Letter Designations in Front of Section Numbers

In each code development cycle, proposed changes to the code are considered at the Code Development Hearings by the ICC Fuel Gas Code Development Committee, whose action constitutes a recommendation to the voting membership for final action on the proposed change. Proposed changes to a code section that has a number beginning with a letter in brackets are considered by a different code development committee. For example, proposed changes to code sections that have [B] in front of them (e.g., [B] 302.1) are considered by the International Building Code Development Committee at the code development hearings.

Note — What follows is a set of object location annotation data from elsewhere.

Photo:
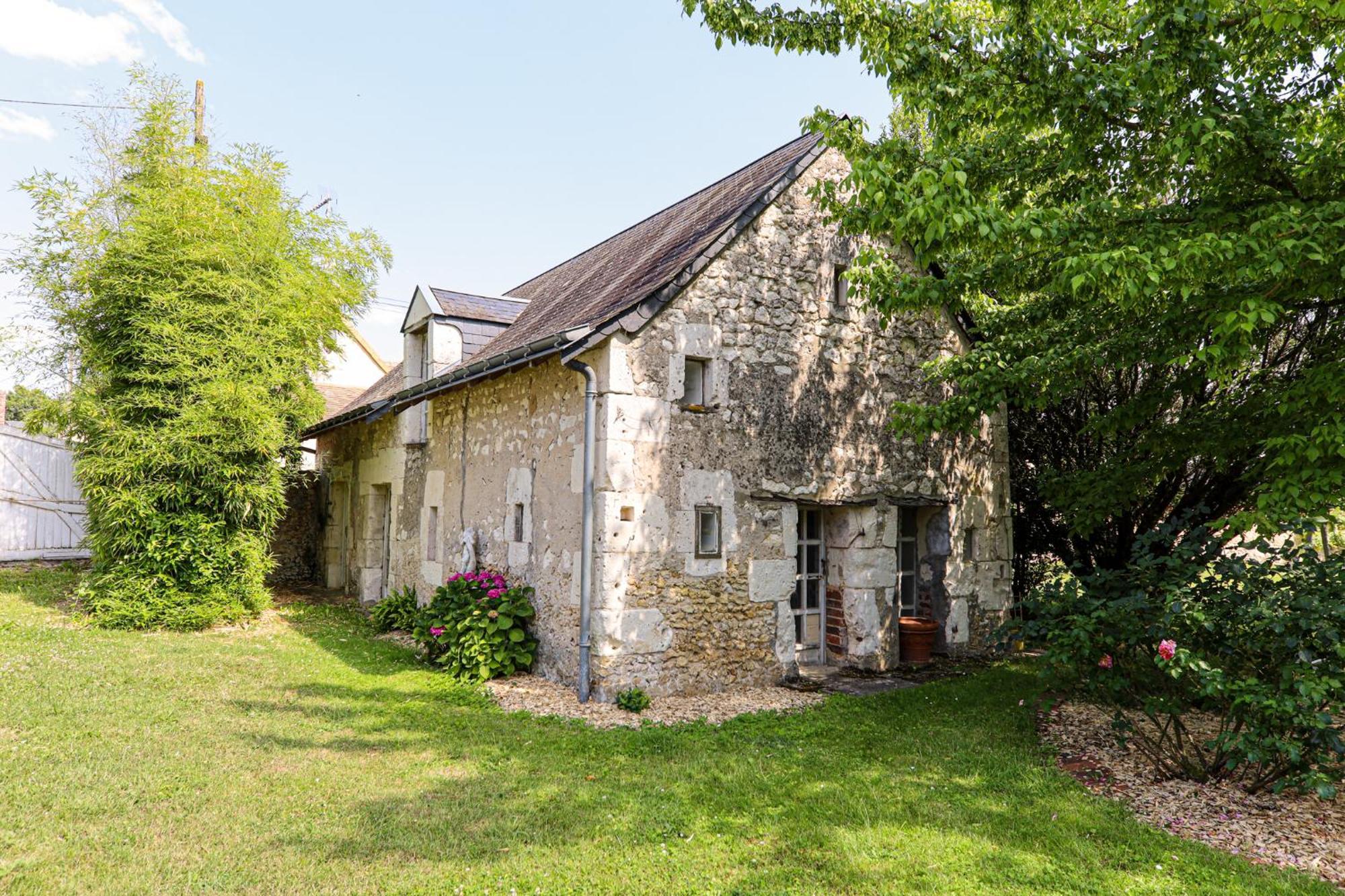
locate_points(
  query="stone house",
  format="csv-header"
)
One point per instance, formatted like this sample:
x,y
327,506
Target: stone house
x,y
750,509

The content of sections in this code that begin with a letter designation are maintained by another code development committee in accordance with the following:

[B] = International Building Code Development Committee;

[M] = International Mechanical Code Development Committee; and

[F] = International Fire Code Development Committee.

Marginal Markings

Solid vertical lines in the margins within the body of the code indicate a technical change from the requirements of the 2006 edition. Deletion indicators in the form of an arrow (á) are provided in the margin where an entire section, paragraph, exception or table has been deleted or an item in a list of items or in a table has been deleted.

Italicized Terms

Selected terms set forth in Chapter 2, Definitions, are italicized where they appear in code text. Such terms are not italicized where the definition set forth in Chapter 2 does not impart the intended meaning in the use of the term. The terms selected have definitions which the user should read carefully to facilitate better understanding of the code.